Raut wajahnya tenang, menunggu sepertinya sudah menjadi sahabat baginya, bisa ia bunuh bisa ia nikmati. Perlahan langit senja memalingkan wajahnya, mundur secara berkala, merahnya bagai tersipu malu dan berubah menjadi pekat. Lalu gerimis datang seolah berperan menjadi penghibur, bermain pantomim dihadapannya, membisu dalam ruang yang ia ciptakan sendiri. Wajahnya berubah sendu, mungkin bosan atau mungkin juga lelah, ia menengadahkan kepalanya seolah mencari jawaban diantara awan hitam, hanya kesunyian yang didapatnya.

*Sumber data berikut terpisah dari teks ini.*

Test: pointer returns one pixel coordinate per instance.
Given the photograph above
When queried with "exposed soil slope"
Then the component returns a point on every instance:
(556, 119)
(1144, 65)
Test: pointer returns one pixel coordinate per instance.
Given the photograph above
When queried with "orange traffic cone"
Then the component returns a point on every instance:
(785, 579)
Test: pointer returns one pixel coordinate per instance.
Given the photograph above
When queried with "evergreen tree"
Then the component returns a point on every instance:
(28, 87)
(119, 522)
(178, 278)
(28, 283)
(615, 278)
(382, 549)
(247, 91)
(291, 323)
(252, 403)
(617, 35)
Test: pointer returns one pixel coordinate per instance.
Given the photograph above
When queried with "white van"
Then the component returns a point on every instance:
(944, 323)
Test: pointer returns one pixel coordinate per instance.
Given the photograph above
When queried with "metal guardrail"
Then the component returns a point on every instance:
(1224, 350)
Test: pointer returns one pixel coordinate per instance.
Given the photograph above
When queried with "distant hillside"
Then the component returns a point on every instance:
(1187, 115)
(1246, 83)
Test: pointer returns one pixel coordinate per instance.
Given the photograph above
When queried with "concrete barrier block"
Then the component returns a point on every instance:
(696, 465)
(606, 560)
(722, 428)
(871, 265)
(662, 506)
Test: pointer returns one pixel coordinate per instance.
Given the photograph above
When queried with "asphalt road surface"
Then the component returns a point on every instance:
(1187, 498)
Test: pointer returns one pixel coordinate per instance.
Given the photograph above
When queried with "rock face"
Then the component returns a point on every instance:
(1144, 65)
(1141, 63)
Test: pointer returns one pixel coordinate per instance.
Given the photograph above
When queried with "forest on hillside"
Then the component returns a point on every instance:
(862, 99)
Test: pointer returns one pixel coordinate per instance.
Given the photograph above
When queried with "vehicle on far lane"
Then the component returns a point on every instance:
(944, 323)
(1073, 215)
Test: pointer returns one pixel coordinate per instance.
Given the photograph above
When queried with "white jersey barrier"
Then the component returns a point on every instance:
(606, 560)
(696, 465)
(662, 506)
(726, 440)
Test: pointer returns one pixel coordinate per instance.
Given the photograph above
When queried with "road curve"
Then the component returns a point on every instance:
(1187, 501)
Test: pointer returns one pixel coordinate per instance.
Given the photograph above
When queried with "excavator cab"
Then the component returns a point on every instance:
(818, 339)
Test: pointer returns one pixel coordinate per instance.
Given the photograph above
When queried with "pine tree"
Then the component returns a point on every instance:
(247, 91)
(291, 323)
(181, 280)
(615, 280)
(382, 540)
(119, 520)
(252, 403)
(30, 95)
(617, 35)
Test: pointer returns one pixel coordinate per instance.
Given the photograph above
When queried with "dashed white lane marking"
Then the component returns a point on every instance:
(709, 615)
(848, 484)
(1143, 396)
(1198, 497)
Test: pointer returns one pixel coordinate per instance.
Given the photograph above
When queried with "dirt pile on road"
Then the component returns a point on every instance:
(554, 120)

Dalam diam air mata lelaki itu berjatuhan, tetes demi tetes tanpa pernah berani ia seka, diantara gerimis hujan, pekatnya malam, bintang yang enggan menyapa, dan angin yang menghangatkan. Bibirnya bergumam seolah ingin berbicara, hanya giginya yang bergemeretakan, matanya berkaca-kaca mengharu, hari itu... jam itu...  adalah sebuah perpisahan terakhirnya. Sudah hampir tujuh tahun, semua ingatan seakan bermain-main dipikirannya dan waktu ternyata tidak cukup tangguh menyembuhkan ingatannya.